October, 2017, will mark a turning point in American history. Pursuant to the JFK Records Act of 1992, all remaining classified files relating to the assassination of President John Kennedy are slated to be released to the American public. If no opposition is received from the FBI, CIA or any government agency with a vested interest in the files, more than 3,000 pages of once classified documents will be disclosed more than 50 years after Kennedy’s tragic death on the streets of Dallas, Texas.
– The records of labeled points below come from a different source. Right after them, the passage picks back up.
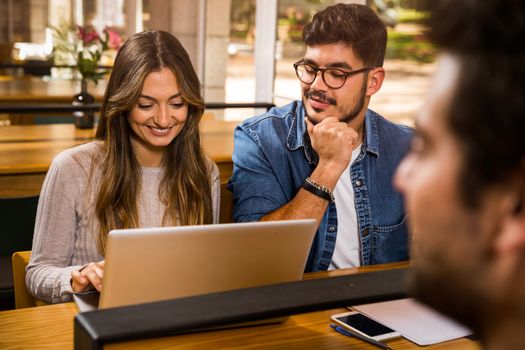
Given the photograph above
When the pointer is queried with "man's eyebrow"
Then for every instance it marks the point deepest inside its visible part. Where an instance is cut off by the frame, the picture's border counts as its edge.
(154, 99)
(330, 65)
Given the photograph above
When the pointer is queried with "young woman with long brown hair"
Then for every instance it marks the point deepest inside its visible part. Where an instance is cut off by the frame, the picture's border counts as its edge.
(145, 169)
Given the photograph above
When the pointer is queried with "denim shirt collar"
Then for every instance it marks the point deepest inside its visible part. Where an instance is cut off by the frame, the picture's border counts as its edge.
(298, 136)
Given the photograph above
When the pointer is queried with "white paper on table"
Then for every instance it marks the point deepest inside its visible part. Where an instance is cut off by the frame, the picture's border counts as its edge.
(415, 321)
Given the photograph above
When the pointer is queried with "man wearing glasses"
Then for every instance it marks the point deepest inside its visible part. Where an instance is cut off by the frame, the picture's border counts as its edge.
(328, 157)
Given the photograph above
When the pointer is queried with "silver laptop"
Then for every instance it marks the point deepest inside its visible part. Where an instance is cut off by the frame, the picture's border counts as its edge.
(153, 264)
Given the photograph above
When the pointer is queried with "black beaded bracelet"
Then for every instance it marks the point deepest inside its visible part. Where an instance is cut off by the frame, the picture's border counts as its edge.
(319, 190)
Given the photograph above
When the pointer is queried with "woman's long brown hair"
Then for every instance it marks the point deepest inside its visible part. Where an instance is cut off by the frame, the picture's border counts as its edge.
(185, 187)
While the news of this possible release of thousands of documents is uplifting, it also raises concerns about the U.S. intelligence community and its prior actions under Kennedy’s administration. Researchers of JFK’s murder have long suspected the involvement of the CIA of having a role in the murder. And although no one at the CIA was ever officially charged or prosecuted for Kennedy’s death, there were many actions of the agency that were not only strange but deeply disturbing. The House Select Committee on Assassinations served to shed light on the mysterious agency whose cover had been slowly lifted as a result of the Watergate investigation and the failed counterintelligence activities James J. Angleton, arguably the most mysterious figure in CIA history. The American public learned of the infamous actions of the agency in places such as Nazi Germany, Iraq, Guatemala and Cuba. The alliance with Italian-American gangsters and the smuggling of arms and ammunition to Cuban rebels opened the eyes of many Americans unaware of the true activities of the secretive agency. If the documents are released next October, just what exactly could that mean for the CIA and the American public? Jefferson Morley seeks to answer those questions in this short analysis of the many unanswered questions regarding the CIA and the death of John F. Kennedy.
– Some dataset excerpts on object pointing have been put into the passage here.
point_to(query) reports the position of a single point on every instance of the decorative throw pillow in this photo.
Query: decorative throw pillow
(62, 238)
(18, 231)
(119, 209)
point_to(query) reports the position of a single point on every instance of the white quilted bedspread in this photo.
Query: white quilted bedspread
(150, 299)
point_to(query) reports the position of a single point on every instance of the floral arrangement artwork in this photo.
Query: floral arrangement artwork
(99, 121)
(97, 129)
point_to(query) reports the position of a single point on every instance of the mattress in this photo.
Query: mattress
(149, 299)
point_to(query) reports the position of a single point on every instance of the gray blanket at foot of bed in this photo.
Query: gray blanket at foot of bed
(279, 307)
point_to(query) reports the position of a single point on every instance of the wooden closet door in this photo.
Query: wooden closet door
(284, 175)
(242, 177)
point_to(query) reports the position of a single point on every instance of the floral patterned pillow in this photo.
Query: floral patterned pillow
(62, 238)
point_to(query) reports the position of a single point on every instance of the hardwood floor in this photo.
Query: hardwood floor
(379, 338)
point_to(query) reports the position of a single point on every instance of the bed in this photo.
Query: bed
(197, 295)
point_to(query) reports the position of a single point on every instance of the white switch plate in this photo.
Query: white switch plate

A study of the assassination produces an endless amount of names, places, times and locations. Like a never-ending puzzle, it’s a mystery that has grown deeper over time. But as the layers of complexity have been peeled off, names and faces have been matched putting together crucial pieces of the crime. Among those faces which are known to long-term investigators, assassination researchers and mentioned in this book are David Morales, David Atlee Phillips, Richard Helms, and the legendary and infamous William Harvey. While none of the aforementioned were ever charged with any crime relating to Kennedy’s death, their names have come up more than once over the years as suspects who may have taken part in the plan to murder Kennedy or in the actions to cover up the crime. The documents slated for release contain pages of information relating to most of these complex figures. Morley touches briefly on the lives of these former intelligence legends giving a primer of what could possibly come forth with the release of the once classified records.
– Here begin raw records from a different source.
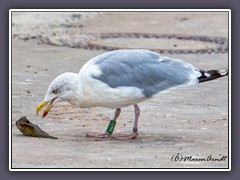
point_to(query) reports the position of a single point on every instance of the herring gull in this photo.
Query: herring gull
(120, 78)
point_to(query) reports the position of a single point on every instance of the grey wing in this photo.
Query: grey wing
(145, 70)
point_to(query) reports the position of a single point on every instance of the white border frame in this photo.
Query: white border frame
(117, 10)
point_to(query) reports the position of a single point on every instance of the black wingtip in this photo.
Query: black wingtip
(212, 74)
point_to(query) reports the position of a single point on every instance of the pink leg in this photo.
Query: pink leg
(134, 134)
(106, 134)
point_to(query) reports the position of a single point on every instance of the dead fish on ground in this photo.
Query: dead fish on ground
(30, 129)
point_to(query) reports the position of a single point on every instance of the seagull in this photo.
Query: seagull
(121, 78)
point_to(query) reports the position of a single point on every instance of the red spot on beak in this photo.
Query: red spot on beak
(44, 114)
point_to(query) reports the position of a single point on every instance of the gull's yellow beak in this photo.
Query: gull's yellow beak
(43, 104)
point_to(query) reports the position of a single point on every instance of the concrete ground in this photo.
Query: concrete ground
(190, 121)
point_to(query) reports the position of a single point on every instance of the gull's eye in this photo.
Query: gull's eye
(55, 91)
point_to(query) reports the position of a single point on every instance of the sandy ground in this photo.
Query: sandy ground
(191, 121)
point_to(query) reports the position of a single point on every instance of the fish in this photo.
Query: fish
(29, 129)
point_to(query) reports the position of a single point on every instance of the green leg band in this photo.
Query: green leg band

The murder of John F. Kennedy continues to haunt the United States and is by far the most infamous murder of a government official in United States history. To the young generation of America, Kennedy is a remnant of a very distant past, but for older Americans, his death was a turning point in the direction and history of the United States. Some have speculated that the truth about JFK’s murder would never been known, at least not in this lifetime. The release of the records in October, 2017 gives hope that the truth may eventually come out and possibly in this lifetime. And as Morley has pointed out, the CIA may have serious cause for concern.